Woo saw Tom as what he called a “rock star,” meaning that when the actor spoke he generated so much energy it was like he was playing an instrument and dancing. Woo used that energy, he later explained to reporters, to choreograph Tom’s action scenes. It was a good thing that Woo, the master of karate flicks, saw those qualities in Tom, for despite all his action movies, the actor had never been in fight scenes in which he delivered karate chops. Woo pretty much “danced” him through those scenes, making it up as he went along.

Tom was his usual charismatic self on the set, enthusiastic and ever ready to offer suggestions on how a scene could be done better, but there was something different about him, something no one could quite put their finger on.
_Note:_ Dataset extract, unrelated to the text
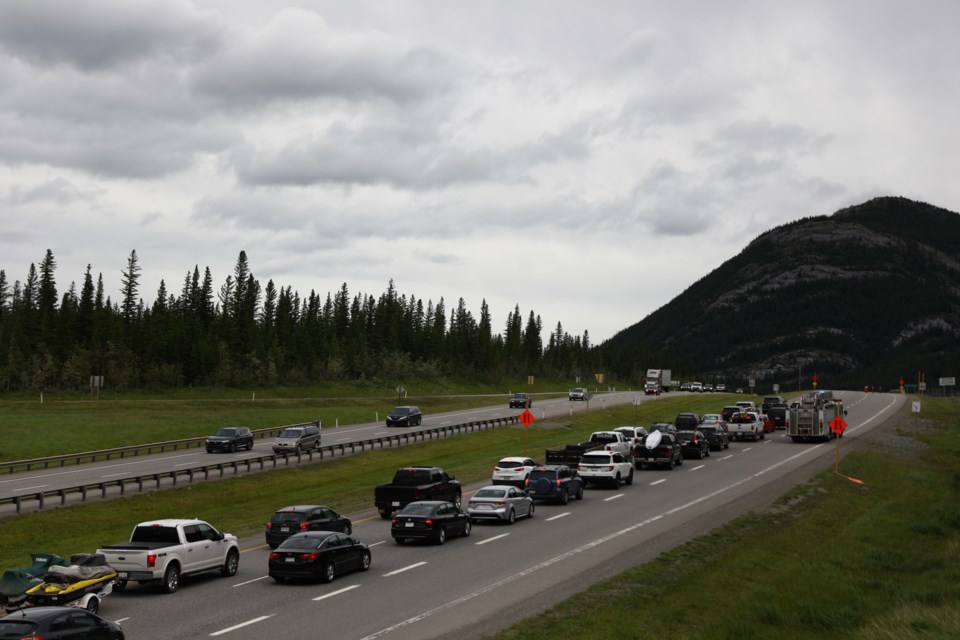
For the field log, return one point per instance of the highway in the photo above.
(499, 574)
(25, 482)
He sometimes seemed preoccupied, distracted perhaps by his trips to the
Moulin Rouge
set to check up on his wife and children.

Tom also seemed more aggressive, from a director’s point of view, in that he wanted to do some of his own stunts. Was he trying to compete with his high-spirited, daredevil wife? Or was he trying to impress her? She had broken a rib and torn knee cartilage while making a girlie musical, wounds she wore like a badge of honor—and what did he have to show for his efforts on the set of a manly action movie? He had suffered no broken bones or bruises, nor did he walk with a limp.

Woo was stunned when Tom told him he wanted to do his own stunt on the “massive gorge” scene (shot in Utah), where supported only by a single cable, he clung to the face of a cliff over two thousand feet in the air. Everyone tried to persuade him not to do it, including Woo and the studio executives—even Tom’s mother joined in the don’t-do-it chorus and flew to Utah to see for herself—but he insisted, making fun of those who asked him where the nets would be placed (there were no nets or air bags).

  Nicole never seemed to be far from his thoughts. He insisted that production on
Mission Impossible II
begin in Sydney so that he could be there with his wife and children. He went often to the
Moulin Rouge
set, but no one can recall her ever visiting the
Mission Impossible II
set. There marriage was undergoing a major shift, but no one but Tom and Nicole were aware of what was happening.